Viver com o cheiro da vaca e do burro que sai do andar térreo, ir às folhas para alimentar os coelhos, espalhar milho pelo galo e pelas poedeiras, acender à noite o candeeiro de petróleo – porque a electricidade, largamente prometida, pelos políticos, ainda não chegou -, o recolher com as galinhas e usar o colchão ali pertinho da fornalha, isso depois de ter sorvido o caldo das couves que foi preparado para todo o dia, atravessar assim uma existência é uma rotina de dezenas de anos que os novos não entendem nem aceitam já o que para os idosos constitui a felicidade do sossego.
Então os computadores? As novelas da televisão? Os filmes? Os telemóveis e a sua dependência? As discotecas? Quase tudo isso não faz parte da existência nas profundezas do interior do País. Se bem que haja forma de substituir algumas facilidades que a modernidade permite, o isolamento deixa os jovens noutro mundo. Mesmo os que ainda conseguiram apanhar as escolas primárias em funcionamento, desaparecidas muitas delas hoje por insuficiência de alunos, logo que lhes foi posta a questão de seguir para o ensino secundário, aí não existia outra forma que não fosse o partir para a cidade, a quilómetros de distância, onde essa via de aprendizagem existisse. No caso seguinte, o da possibilidade de prosseguir o estudo num curso superior, então aí o afastamento era o caminho certo. Era e foi. Ficou instituída a desertificação.

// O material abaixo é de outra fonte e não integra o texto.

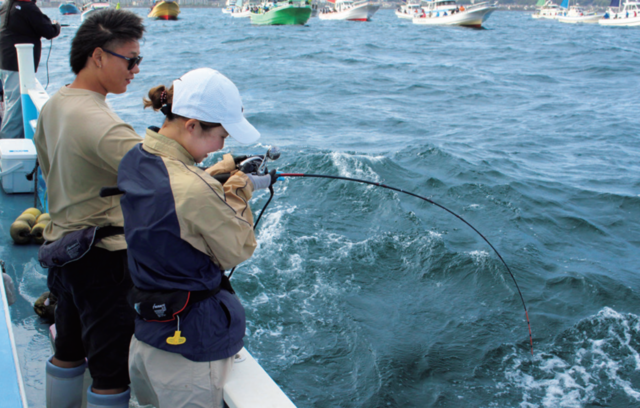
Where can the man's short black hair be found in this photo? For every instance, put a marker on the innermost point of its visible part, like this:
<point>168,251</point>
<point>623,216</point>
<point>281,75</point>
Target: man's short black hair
<point>108,28</point>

Mas houve outras razões para deixar para trás a terra dos avós. A emigração, que teve início em épocas bem difíceis, que era “a salto” que se chegava à Europa, ou através de carta de chamada de parentes que já se encontravam nas Américas. Para a África de língua portuguesa era mais fácil obter autorização de partida.

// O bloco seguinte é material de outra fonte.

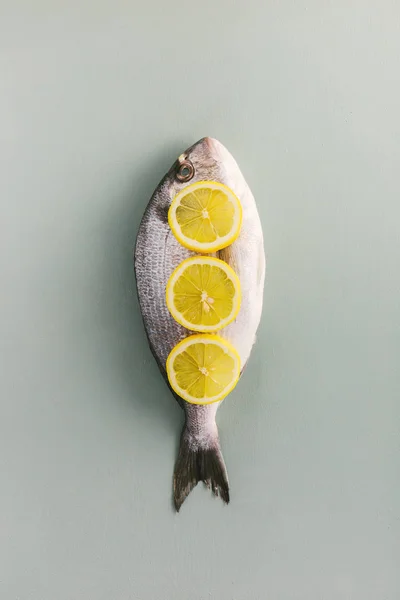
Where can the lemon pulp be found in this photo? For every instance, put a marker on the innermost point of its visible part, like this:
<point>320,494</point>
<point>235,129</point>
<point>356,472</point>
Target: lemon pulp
<point>205,216</point>
<point>203,369</point>
<point>203,294</point>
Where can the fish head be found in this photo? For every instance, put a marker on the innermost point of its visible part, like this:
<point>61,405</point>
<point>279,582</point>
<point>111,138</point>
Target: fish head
<point>206,160</point>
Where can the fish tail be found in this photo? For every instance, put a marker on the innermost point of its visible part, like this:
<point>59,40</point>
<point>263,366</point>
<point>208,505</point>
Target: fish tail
<point>199,460</point>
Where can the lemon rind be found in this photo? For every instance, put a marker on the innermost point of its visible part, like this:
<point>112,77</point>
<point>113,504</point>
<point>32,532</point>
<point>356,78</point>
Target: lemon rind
<point>199,338</point>
<point>178,317</point>
<point>203,246</point>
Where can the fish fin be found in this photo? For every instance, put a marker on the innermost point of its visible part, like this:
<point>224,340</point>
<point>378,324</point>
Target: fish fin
<point>199,463</point>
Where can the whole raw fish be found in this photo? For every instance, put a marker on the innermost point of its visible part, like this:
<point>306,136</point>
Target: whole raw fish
<point>157,254</point>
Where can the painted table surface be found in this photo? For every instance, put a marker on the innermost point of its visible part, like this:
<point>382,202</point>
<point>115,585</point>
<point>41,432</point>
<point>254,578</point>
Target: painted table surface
<point>96,101</point>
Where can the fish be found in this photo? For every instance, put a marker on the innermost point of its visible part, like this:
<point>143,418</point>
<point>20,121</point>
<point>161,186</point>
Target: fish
<point>157,253</point>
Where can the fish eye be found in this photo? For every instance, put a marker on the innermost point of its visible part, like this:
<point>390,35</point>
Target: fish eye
<point>185,170</point>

Essas saídas do País, primeiro o homem e depois a cara-metade, que os filhos, quando já os havia, seguiam posteriormente, tais deslocações eram feitas na perseguição de sobrevivências melhores do que as tidas na própria Pátria. Os idosos, cheios de saudades, permaneciam onde sempre tinham estado. Cuidando das terras de que ficavam ainda donos, dos bichos e das casas de pedra que, por serem disso mesmo, resistiam ao passar dos anos.
De vez em quando, já estabelecidos lá fora, numas férias lá vinham todos ver como estavam as coisas. E as divisas, que iam enviando regularmente, acumulavam-se para construir casas novas, normalmente num estilo “emigrantino”.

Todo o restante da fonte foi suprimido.